We are in the process of selling my parent's townhouse. During the process we discovered my father had built the deck without getting permits and the deck is not in compliance with current code (has to be free standing and isn't).

I am told that if we find a buyer, their bank probably won't approve them for a loan unless the deck is brought in compliance.

Is there a way to legalize the deck even though it doesn't comply with current code or is tearing down our only option? I heard something about filing for "variance". What is that and does that apply to our situation? The house is in Fairfax County, VA.

Attorney Answers 3


  1. Usually, you can contact the locality and have an inspector come out. If the inspection requires ripping some of it apart or making changes, then that needs to be done. If he gets to them before they get to him, there shouldn't be any penalties, just charges for the permit.

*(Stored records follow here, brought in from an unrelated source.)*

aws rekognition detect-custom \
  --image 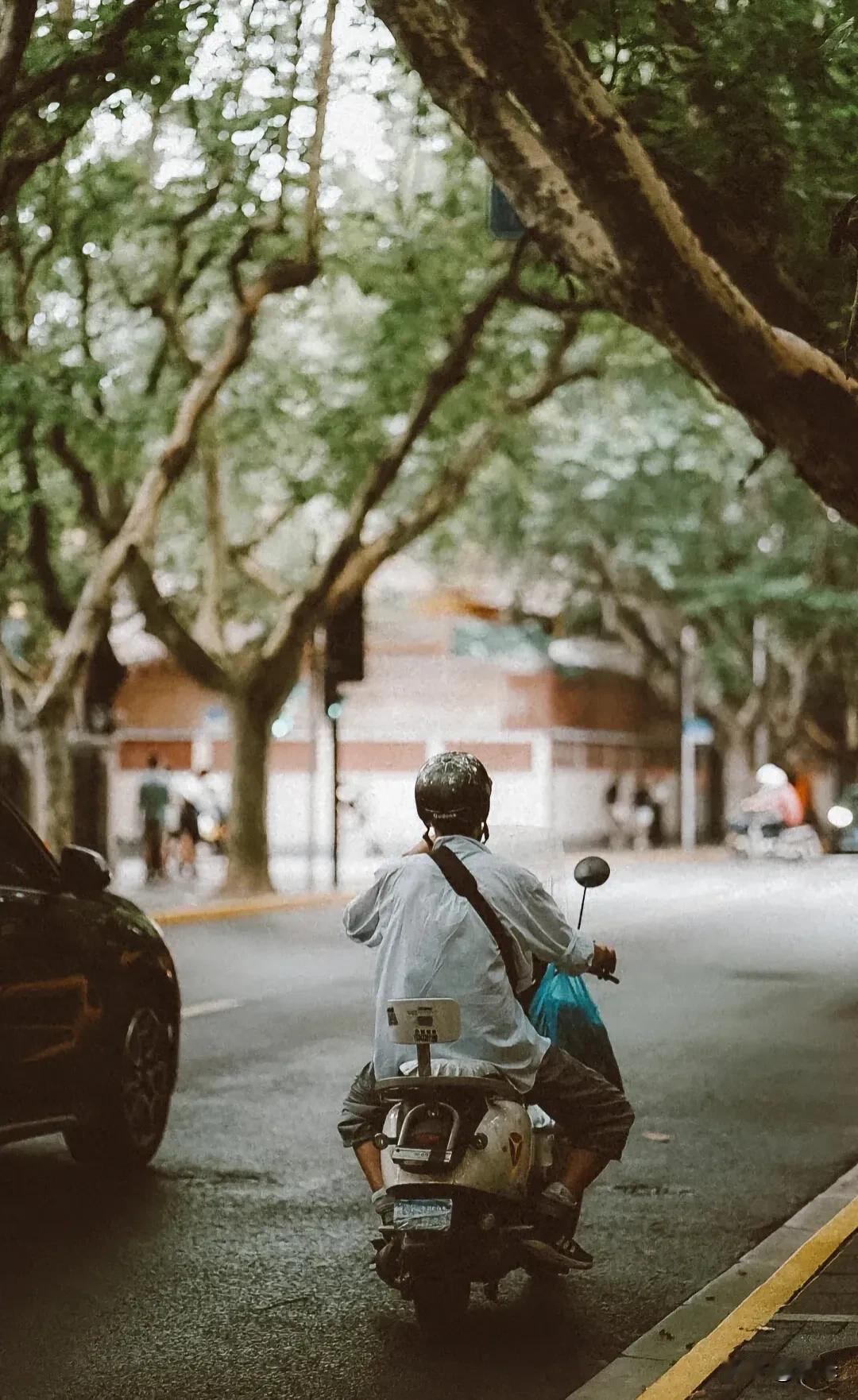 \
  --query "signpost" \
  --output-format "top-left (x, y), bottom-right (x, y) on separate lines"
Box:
top-left (323, 594), bottom-right (364, 889)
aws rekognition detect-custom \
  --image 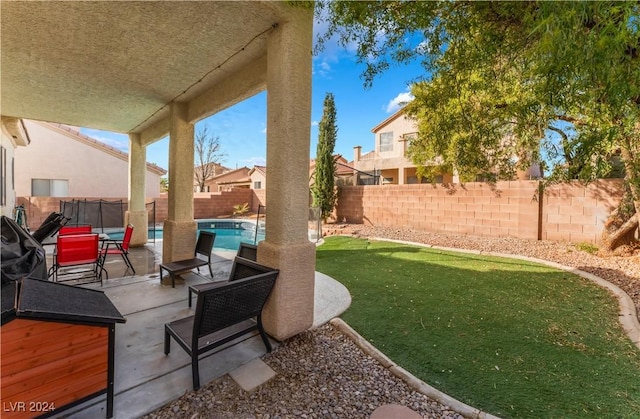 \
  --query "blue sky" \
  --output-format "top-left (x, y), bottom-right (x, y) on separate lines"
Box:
top-left (81, 20), bottom-right (424, 169)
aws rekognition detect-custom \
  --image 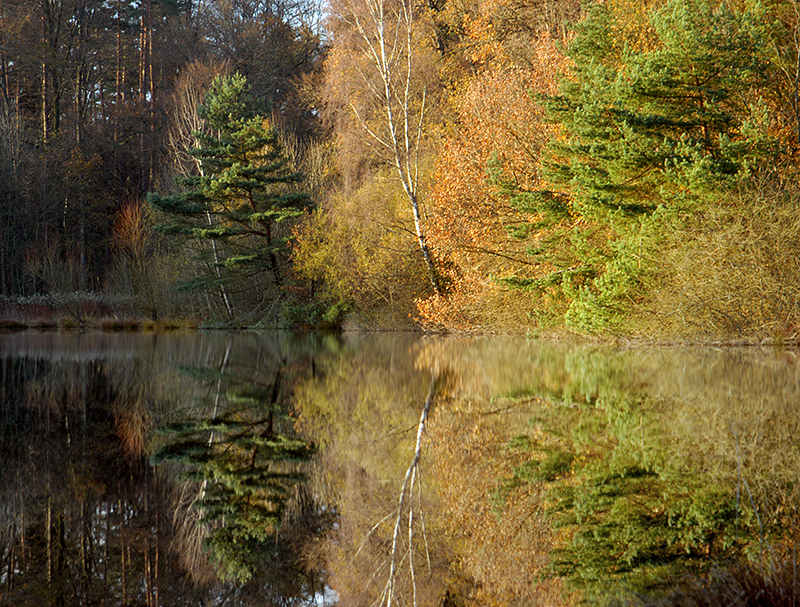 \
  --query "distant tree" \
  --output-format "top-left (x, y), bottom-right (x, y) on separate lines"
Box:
top-left (148, 74), bottom-right (310, 308)
top-left (508, 0), bottom-right (777, 331)
top-left (327, 0), bottom-right (442, 294)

    Mr. Goldstein is a Virginia-licensed attorney only. The information is not, nor is it intended to be, legal advice. You should consult an attorney for individual advice regarding your own situation. Answering this question does not in any way constitute legal representation. Contacting Mitchell Goldstein or the Goldstein Law Group does not constitute legal representation, nor is any information you provide protected by attorney-client privilege until otherwise advised.


  2. I agree with the prior answer, however, I question the requirement for the deck to be free standing. I cannot believe that the VA building code would not allow it to be tied into the house. You should ask the Inspector for the code section he is citing and then read the code for yourself.


  3. *I suggest that you hire a contractor, and have the contractor draw up plans for the deck to include any changes necessary to make the deck conforming. Then have the contractor pull a building permit for the deck and make any necessary changes so that it can be inspected and closed.

    If code enforcement or the building department inspect it without an open permit, your parents could be fined. Many jurisdictions charge double (or more) for "after the fact" permits.

    You will not get a variance from this kind of requirement.